1. The age of scientist at discovery is increasing due to the large volume of knowledge we ‘force’ young scientist to learn. We have formalized ‘learning’ to an extent that we feel it is obligatory for anyone to ‘know’ it all before moving forward. Just as an example, the ‘required’ courses to take are often not directly relevant to the learner’s interest or the to the topic. WE have added those without any scientific evidence that such additional courses help with discovery. We preach evidence, we prefer not to teach by science. And when we try to accumulate evidence, we do it using irrelevant outcomes. This is the problem with education in general and not with science education.

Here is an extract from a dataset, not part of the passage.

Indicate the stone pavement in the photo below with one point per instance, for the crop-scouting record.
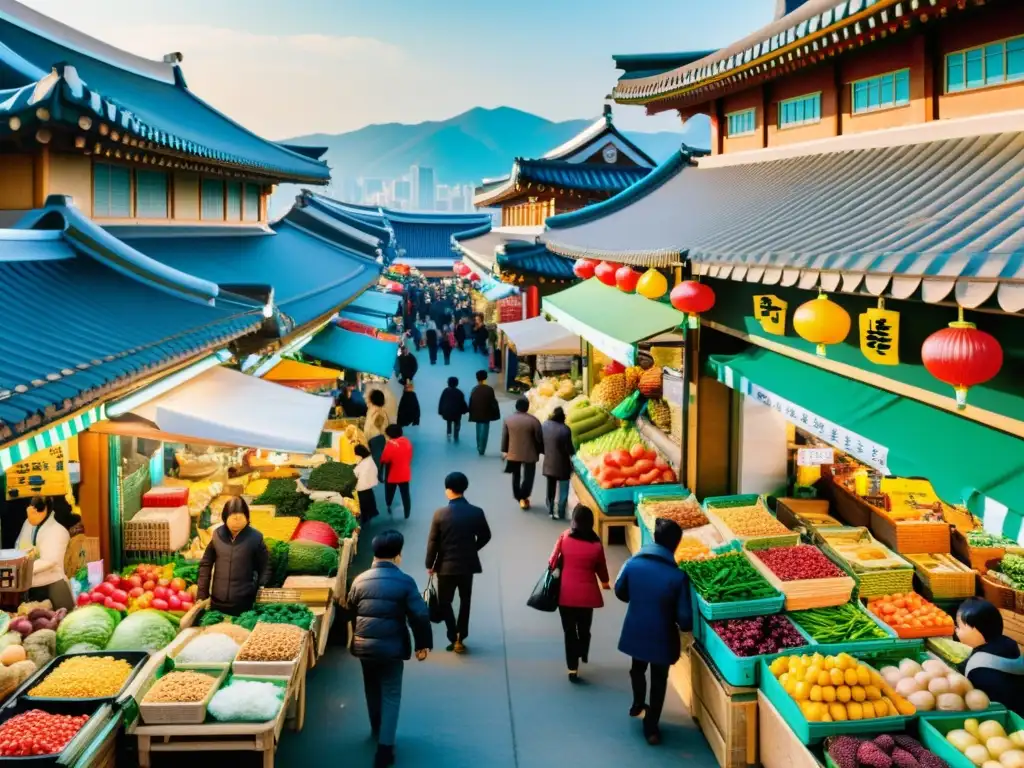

2. Truly novel discoveries happen in spurts. Discovery of zero was truly important, one may argue more important than general relativity. Perhaps discovery of algebra and calculus were also more important, and fundamental, than general relativity. But these discoveries are not ‘novel’ anymore for us. I believe new discoveries happen after we have utilized the older discoveries to close to the fullest extent. Imagine a new discovery as a new house; once we build a new house, we start filling it, decorating it, accumulating useful (and some junk) ‘stuff’. This is perhaps what happens with truly important discoveries. A truly important discovery is followed by many small discoveries over next many years until the potential of new discovery has been fully realized and then another new discovery happens.